What’s the story with these lads? Firstly, they proposed to segregate foreign students in the classroom and now they suggest paying foreign nationals to return home. Hopefully, Leo will eventually get his wish for a pure Irish race. Idiot.
Outrage as FG suggests paying foreign workers to return home
Friday September 05 2008
A Fine Gael proposal to give unemployed foreign nationals six months’ free dole in exchange for going home was yesterday strongly criticised by Fianna Fail and FAS.
A voluntary repatriation scheme for the 40,000 foreign nationals on the live register was mooted by Fine Gael enterprise spokesman Leo Varadkar, at a meeting of the Oireachtas enterprise committee with FAS, the Irish National Organisation of the Unemployed and Enterprise Ireland.
His proposal centred on the idea that six months of social welfare benefits be paid to foreign national workers prepared to return to their country of origin. Such workers cost the State 400m every year in dole payments, according to Mr Varadkar. But Fianna Fail’s Thomas Byrne labelled the proposal as a “new low in Irish politics”.
Director General of FAS Rody Molloy also rejected the idea, warning that Fine Gael needed to tread very carefully when it came to ensuring that all citizens, regardless of nationality, received equal rights.
The exchange of hostile words during yesterday’s meeting followed the publication of live register figures showing 247,384 people signing on for benefits in August, an increase of 73,178 in the last 12 months.
Stressing that any repatriation scheme would be strictly voluntary, Mr Varadkar said it would merely provide unemployed foreign workers with an alternative option.
The Fine Gael frontbench spokesman said that in two years, Ireland could potentially have one of the highest unemployment rates in the EU. While some European countries were reducing their unemployment levels and pulling down the average rate to 6.8pc, Ireland’s rate had increased to 6.1pc and was bucking the trend, he argued.
However, FAS shot down the suggestion and argued that all nationalities should have the same rights as Irish citizens.
“That’s the beginning and end for me in the sense of rights,” Mr Molloy said.
He also argued that it was in Ireland’s interests to operate a social welfare system which treated everyone equally so that Irish people abroad who were unemployed could expect to be treated fairly.
The FAS chief added that he would be “very nervous” about anything which would take away from a citizen’s rights, and queried just how voluntary such a repatriation scheme could be.
Questions were also raised about what would happen in the event of a worker returning home only to come back three weeks later. “You have to tread very carefully not to tread on people’s rights,” Mr Molloy said.

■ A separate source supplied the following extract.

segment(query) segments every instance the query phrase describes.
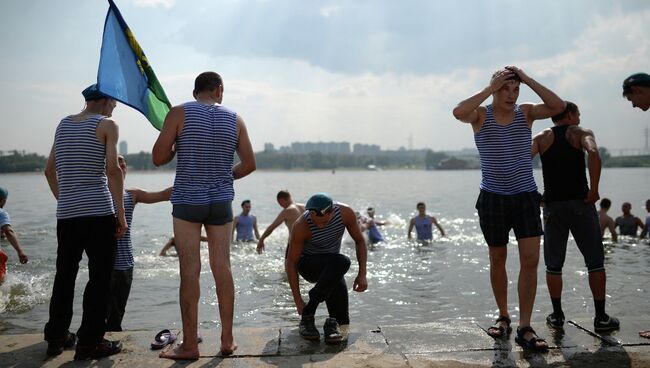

Fianna Fail backbencher Thomas Byrne accused Mr Varadkar of setting a “new low” in Irish politics with such a proposal and asked him to withdraw his remarks. “It’s a very dangerous proposal and sets a new low in Irish politics. It’s a repetition of what Fine Gael are at in recent weeks. It’s very dangerous,” he said, referring to recent comments by the party’s education spokesman on “segregating” children to learn English.
Mr Varadkar’s proposal follows the introduction of a scheme in Spain where unemployed foreign workers can volunteer to return to their home countries.